Universal Approximation of Visual Autoregressive Transformers
Yifang Chen, Xiaoyu Li, Yingyu Liang, Zhenmei Shi, Zhao Song
TL;DR
The paper addresses whether Visual Autoregressive (VAR) transformers and FlowAR models possess universal approximation capabilities. It develops a formal theory showing that even minimal configurations — a single self-attention layer with up-sampling — can approximate any Lipschitz image-to-image transformation, and extends the results to FlowAR with similar guarantees. The authors introduce the concepts of contextual mapping for attention, analyze up-sampling interactions, and provide perturbation-based proofs that yield explicit error bounds. These results unify transformer universality with VAR/flow-based architectures, offering design principles for efficient, scalable image generation. The findings have practical impact by justifying coarse-to-fine VAR and FlowAR strategies and guiding future architectural choices in generative vision systems.
Abstract
We investigate the fundamental limits of transformer-based foundation models, extending our analysis to include Visual Autoregressive (VAR) transformers.
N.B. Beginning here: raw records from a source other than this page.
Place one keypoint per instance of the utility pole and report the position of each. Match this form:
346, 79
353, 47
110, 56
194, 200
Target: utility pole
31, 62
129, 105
VAR represents a big step toward generating images using a novel, scalable, coarse-to-fine ``next-scale prediction'' framework. These models set a new quality bar, outperforming all previous methods, including Diffusion Transformers, while having state-of-the-art performance for image synthesis tasks. Our primary contributions establish that, for single-head VAR transformers with a single self-attention layer and single interpolation layer, the VAR Transformer is universal. From the statistical perspective, we prove that such simple VAR transformers are universal approximators for any image-to-image Lipschitz functions. Furthermore, we demonstrate that flow-based autoregressive transformers inherit similar approximation capabilities. Our results provide important design principles for effective and computationally efficient VAR Transformer strategies that can be used to extend their utility to more sophisticated VAR models in image generation and other related areas.